Infinite volume ends of quotient graphs and homogeneous spaces

TL;DR

This paper introduces a new concept of infinite volume ends for lcsc spaces, demonstrating that under certain conditions, quotients by specific groups have exactly one infinite volume end, with applications to symmetric spaces and graphs.

Contribution

It defines the space of infinite volume ends for lcsc spaces and proves that certain quotients have exactly one infinite volume end, extending classical end theory.

Findings

Quotients of path-connected unimodular lcsc groups with property (T) have one infinite volume end.

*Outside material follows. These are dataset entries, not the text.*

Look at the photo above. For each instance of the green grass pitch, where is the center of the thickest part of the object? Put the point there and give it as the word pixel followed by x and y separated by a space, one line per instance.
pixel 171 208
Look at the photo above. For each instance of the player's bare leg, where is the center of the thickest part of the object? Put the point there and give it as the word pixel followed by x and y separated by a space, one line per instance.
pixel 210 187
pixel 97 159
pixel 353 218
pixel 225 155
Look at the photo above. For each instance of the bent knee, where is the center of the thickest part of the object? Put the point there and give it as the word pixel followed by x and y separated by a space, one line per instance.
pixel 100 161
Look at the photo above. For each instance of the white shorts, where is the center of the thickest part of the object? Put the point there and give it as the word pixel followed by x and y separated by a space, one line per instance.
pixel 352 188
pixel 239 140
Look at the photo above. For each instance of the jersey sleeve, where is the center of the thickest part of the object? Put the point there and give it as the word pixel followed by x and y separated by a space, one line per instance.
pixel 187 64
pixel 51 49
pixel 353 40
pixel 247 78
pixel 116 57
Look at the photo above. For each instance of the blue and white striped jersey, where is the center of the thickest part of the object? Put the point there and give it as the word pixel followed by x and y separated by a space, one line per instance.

Locally finite graphs with transitive group actions have exactly one end.

Infinite volume ends of quotients of symmetric spaces of noncompact type are uniquely determined.

Abstract

We introduce the space of infinite volume ends of a locally compact second countable (lcsc) space that admits a Radon measure. In certain cases, this coincides with the classical space of ends. Consider a discrete subgroup $\Gamma$ of a unimodular lcsc group $G$ that is not coamenable. Assume that $G$ has property (T) and the associated homogeneous space $G/\Gamma$ is equipped with the Haar measure. We demonstrate that if $G$ is path connected, then $G/\Gamma$ has exactly one infinite volume end. In a related vein, if $G$ acts transitively on a locally finite connected graph $X$ with compact open vertex stabilizers and the action of the subgroup $\Gamma$ is free, we show that $X/\Gamma$ has exactly one end. We also obtain identical results for certain discrete subgroups $\Gamma$ of nonamenable product groups $G$. These results can be applied to understand ends of Schreier graphs and infinite volume ends of quotients of symmetric spaces of noncompact type. For instance, for symmetric spaces $X$ of noncompact type without real or complex hyperbolic factors, every infinite-covolume quotient $\Gamma\backslash X$ has exactly one end of infinite Riemannian volume.